There’s a lot of talk these days about the “customer journey” and the need to define yours. Customer journeys can be a great way to lead your customers on a path to success.
However, a customer journey is different than a user journey. In business-to-business products, we often conflate the two. Yet, both need our attention.
The Customer Journey
In B2B cases, a customer journey is about the enterprise you’re engaged with. This could include:
- Key customer actors involved in the purchase, such as departmental leaders, executive sponsors, procurement, legal teams, etc.
- Key customer actors involved in the implementation project, including executive sponsor, department leader, project manager, IT resources, operations resources, etc.
- Key customer actors who will evaluate the success of your product’s implementation and whether it achieves their desired business outcomes
Think of these as the “top-down” activities: Coordinating these actors when they need to work together and with your company is an important objective. Your Customer Success teams spend a lot of time on these activities post-sale.
The User Journey
A User Journey, on the other hand, is about the people who will use your product regularly. In some sales models, they weren’t involved in the purchase process or implementation until it’s time to roll out the product to them.
User adoption is a huge factor in retention. The work to measure, engage and nurture User adoption one-at-a-time is necessary to ensure full adoption. Don’t count on your customer to do this for you.

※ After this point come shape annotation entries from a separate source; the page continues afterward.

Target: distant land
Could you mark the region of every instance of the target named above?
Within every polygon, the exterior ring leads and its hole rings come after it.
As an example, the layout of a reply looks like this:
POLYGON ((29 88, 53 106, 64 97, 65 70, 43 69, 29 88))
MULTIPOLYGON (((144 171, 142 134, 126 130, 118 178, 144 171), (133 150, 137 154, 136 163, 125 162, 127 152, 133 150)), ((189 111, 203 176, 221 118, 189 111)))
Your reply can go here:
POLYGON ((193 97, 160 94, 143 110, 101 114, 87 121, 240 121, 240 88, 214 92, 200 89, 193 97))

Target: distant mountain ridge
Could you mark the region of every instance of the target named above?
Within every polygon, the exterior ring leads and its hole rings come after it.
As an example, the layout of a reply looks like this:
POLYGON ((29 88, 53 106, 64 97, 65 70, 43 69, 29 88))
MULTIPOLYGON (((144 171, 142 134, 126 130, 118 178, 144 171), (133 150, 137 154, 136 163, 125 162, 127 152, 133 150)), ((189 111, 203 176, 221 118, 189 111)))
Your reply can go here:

Your business model determines how these journeys connect
How do these two types of journeys relate to each other? Your business model will be the guide.
There are multiple types of journeys. Consider which one fits you best:
- Bottoms-up. One user becomes multiple Users by buying a few more seats. Therefore, a “customer” is born. The customer journey might begin with this larger purchase.
- Top-down. A customer is sold, with multiple users included. The customer journey leads to the user journey starting with roll-out, training, etc.
- A User is added to an existing account. For example, a new hire takes over from a former User. A new User journey is kicked off even when the customer journey is steady-state. They need to be individually enabled, onboarded, trained, etc. I’ve written about this gap in many vendors’ process here.
Managing customer journeys and user journeys together is a big undertaking. Perhaps it’s even beyond the ability of your customer success team to manage. Therefore, consider involving product and marketing teams to spread the work in a coordinated fashion.
What’s at stake is a lot of money, if you believe (as I do!) that full and sustained adoption of your product is the best path to retention and revenue growth.